For it's only by keeping our light bright that we can catch the attention of the world. The darker the rest of the field of vision, the more a star stands out – hence why we drive out beyond the light pollution to catch our best glimpses of God's handiwork above. If first-century Philippi and twenty-first-century America both look like a “crooked and twisted generation,” well, Paul's audiences then and now have more and more chances to stand out – provided we stick together, provided we keep burning the right fuel, provided we don't trade brightness for dimness and darkness. In other words: provided we steer clear of bickering, grumbling, disputing, and other pagan imitations, and so live as “blameless and innocent, children of God without blemish.”

Part of the problem sometimes has been that, as very 'mission-minded' evangelicals, we've been so determined to plunge into the world, to disperse our way through its back alleys, that we haven't seriously let the word of life form us – we haven't stuck together in thick community, but contented ourselves thinly with occasional moments of 'fellowship.' We haven't kept much brightness. The more light pollution we've had around us from living in a 'culturally Christian' bubble, the less we've noticed our dimness. But as the light pollution clears, it will be plain which stars have fizzled already, which stars have dimmed to imperceptibility, gone dim and dark.

Only by being bright can we truly brighten the darkened world below. Only by holding fast the word of life can we also hold out the word of life. It's easy to point at the darkness and yell. It's harder work to offer light. But that's why we're here, in this hour, on this hill: to be light and offer light. In Daniel's prophecy, the ones with the promise to one day “shine like the stars forever” are those who “turn many to righteousness” by sharing the light of their wisdom (Daniel 12:3). Our wisdom is the word of life.

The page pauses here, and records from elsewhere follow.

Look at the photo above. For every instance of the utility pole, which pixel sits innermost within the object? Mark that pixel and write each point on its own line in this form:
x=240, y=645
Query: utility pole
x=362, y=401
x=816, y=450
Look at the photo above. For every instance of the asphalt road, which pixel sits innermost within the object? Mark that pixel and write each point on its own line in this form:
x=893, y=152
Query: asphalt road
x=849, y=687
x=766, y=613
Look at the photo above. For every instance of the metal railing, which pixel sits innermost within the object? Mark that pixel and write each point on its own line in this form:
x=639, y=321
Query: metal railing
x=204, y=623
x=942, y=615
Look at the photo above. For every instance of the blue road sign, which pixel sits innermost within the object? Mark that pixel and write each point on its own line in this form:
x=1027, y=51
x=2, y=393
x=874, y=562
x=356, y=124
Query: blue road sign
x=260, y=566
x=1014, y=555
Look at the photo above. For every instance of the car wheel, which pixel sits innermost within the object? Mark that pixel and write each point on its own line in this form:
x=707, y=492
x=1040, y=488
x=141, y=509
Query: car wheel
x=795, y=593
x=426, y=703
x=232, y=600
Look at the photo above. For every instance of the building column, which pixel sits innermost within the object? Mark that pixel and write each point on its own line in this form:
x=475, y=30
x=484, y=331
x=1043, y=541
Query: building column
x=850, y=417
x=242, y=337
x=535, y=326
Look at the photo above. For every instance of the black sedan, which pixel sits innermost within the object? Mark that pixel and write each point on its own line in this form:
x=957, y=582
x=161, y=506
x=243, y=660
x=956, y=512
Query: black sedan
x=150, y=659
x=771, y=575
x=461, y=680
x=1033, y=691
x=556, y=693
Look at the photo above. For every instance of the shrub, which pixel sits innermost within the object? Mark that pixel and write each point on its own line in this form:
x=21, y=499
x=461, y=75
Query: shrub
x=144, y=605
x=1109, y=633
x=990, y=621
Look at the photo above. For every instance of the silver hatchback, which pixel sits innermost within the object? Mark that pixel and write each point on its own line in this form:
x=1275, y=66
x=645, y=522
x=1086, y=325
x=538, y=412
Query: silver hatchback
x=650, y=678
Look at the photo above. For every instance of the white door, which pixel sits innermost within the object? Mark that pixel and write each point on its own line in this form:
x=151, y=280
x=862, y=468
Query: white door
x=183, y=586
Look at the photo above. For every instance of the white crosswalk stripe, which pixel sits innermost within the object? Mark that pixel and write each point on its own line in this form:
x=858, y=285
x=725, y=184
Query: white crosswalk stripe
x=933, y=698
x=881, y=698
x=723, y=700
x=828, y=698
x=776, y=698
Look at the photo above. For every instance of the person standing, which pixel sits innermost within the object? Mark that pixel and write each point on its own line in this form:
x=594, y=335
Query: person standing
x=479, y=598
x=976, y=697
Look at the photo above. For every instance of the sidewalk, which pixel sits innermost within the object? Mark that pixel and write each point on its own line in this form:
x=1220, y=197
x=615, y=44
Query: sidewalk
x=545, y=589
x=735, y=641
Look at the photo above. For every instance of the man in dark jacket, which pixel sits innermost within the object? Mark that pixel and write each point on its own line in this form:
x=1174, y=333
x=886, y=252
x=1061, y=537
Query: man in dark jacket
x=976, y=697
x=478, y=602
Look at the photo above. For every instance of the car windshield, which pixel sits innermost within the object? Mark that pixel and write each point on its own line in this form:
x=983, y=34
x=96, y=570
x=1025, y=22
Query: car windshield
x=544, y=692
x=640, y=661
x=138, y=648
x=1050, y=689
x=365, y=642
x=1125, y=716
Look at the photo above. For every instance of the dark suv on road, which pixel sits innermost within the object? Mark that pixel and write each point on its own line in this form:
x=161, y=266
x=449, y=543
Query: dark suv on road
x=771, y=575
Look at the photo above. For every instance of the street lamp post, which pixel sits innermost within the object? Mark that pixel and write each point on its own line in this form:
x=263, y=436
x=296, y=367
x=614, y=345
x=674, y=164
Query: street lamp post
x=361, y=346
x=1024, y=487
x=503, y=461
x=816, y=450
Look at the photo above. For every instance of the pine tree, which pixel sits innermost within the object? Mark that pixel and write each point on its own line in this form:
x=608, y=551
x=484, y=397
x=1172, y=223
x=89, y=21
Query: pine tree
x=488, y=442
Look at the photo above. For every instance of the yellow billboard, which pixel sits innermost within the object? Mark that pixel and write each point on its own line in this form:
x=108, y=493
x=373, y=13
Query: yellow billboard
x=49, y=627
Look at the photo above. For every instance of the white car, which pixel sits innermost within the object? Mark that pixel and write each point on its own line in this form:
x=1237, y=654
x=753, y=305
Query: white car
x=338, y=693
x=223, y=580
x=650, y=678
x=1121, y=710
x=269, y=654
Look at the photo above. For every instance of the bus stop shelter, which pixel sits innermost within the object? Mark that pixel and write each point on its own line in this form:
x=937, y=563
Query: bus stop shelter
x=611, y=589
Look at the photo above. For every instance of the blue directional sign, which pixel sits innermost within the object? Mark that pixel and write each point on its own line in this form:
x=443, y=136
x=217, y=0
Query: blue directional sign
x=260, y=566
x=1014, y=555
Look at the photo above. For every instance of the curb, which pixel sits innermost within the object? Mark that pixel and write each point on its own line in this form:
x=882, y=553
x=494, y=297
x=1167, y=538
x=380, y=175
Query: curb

Only by letting it fuel us can we shine, and only as we shine ourselves can we offer our light to the world.

Doing this is how we, in Paul's words, can “work out [our] own salvation with fear and trembling, for it is God who works in [us] both to will and to work for his good pleasure” (Philippians 2:12-13). God is active in our midst through the word of life – his is the explosive power in our heart, his is the generation of the light – but our job is to be in awe of his active presence in our midst, his saving presence through Jesus Christ, and to work out in practice what it means to be saved, what it means to be enlightened by heavenly light, what it means to be filled with light and power. And that outworking means to keep ourselves blameless, innocent, unblemished, and bright. It means to stay uncrooked and untwisted, but to offer the brilliant word of life to a generation that is crooked and is twisted, without letting ourselves be made crooked and twisted. For as Paul writes elsewhere, “At one time you were darkness, but now you are light in the Lord: walk as children of light, for the fruit of light is found in all that's good and right and true” (Ephesians 5:8-10).

May we keep ourselves blameless and without blemish. May we be innocent children of God. May we shine like the stars forever, in the midst of a nation and among neighbors who need the wisdom of the gospel and the hope we've found. May the gravity of God keep us together, and may the word of life fuel our bright living, that we may stand out brightly against the backdrop. And as we preserve our life together uncrooked and untwisted, may others receive the light we give off, the word of life we hold out, and be turned to the righteousness we find in Jesus Christ. In his name we make this our prayer. Amen.